MONITOR Program Overview
The projects that comprise ARPA-E’s Methane Observation Networks with Innovative Technology to Obtain Reductions (MONITOR) program are developing innovative technologies to cost-effectively and accurately locate and measure methane emissions associated with natural gas production. Such low-cost sensing systems are needed to reduce methane leaks anywhere from the wellpad to local distribution networks, reduce safety hazards, promote more efficient use of our domestic natural gas resources, and reduce the overall greenhouse gas (GHG) impact from natural gas development.
In order to evaluate the performance of each MONITOR technology to locate and quantify fugitive methane emissions, the MONITOR Field Test Site will develop a representative test facility that simulates real-world natural gas operations—at the wellpad and further downstream. Specifically, the MONITOR Test Site supports the operation of a multi-user field test site for MONITOR performers to validate performance under realistic use-case scenarios–and meet the MONITOR program’s required metrics related to localization, quantification, communications and cost.
Data generated during the field tests will demonstrate the performance capabilities of the technologies and could be used by the MONITOR performers to accelerate the commercialization and/or regulatory approval of their technologies.
The expansion of horizontal drilling and hydraulic fracturing, which allow producers to tap into shale energy resources, has led to a rapid increase in U.S. natural gas development. As a result, the U.S. is now the world’s largest natural gas producer. Unfortunately, an average of about 2% of this gas resource is wasted through leaks, with higher rates at some production sites. Methane is the main constituent of natural gas, but is highly flammable and is a potent greenhouse gas if emitted directly to the atmosphere.
Existing methane monitoring devices have limited ability to cost-effectively, consistently, and precisely locate and quantify the rate of the leak. Oftentimes, operators cannot easily identify leak locations without the use of high-cost monitoring equipment, hindering the adoption of efficient remedies to mitigate methane leaks.

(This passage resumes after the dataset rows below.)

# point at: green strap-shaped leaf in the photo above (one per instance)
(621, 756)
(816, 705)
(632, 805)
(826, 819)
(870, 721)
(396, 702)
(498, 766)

MONITOR projects aim to address these shortcomings by introducing new technologies that can estimate methane emission flow rates, provide continuous monitoring, localize the leak source, and improve the accuracy of methane detection.
The MONITOR Field Test Site (METEC) will provide a means to assess how each MONITOR detection system performs in a realistic operating environment.
If successful, innovations developed under the MONITOR program could generate highly sensitive technologies to locate and characterize methane leakage at natural gas well sites with greater precision for a lower cost.
MONITOR projects aim to further the sustainability of domestic natural gas production by creating sophisticated methane detection technologies that improve the safety of operations and reduce the waste of natural gas through leaks.
Enhanced detection capabilities could significantly reduce fugitive methane emissions and lead to an overall reduction in harmful methane emissions associated with natural gas development.
MONITOR program innovations aim to give producers the tools to decrease the cost of methane detection, thus accelerating the adoption of monitoring programs at the nation’s more than 480,000 producing natural gas wells and helping to keep natural gas costs low.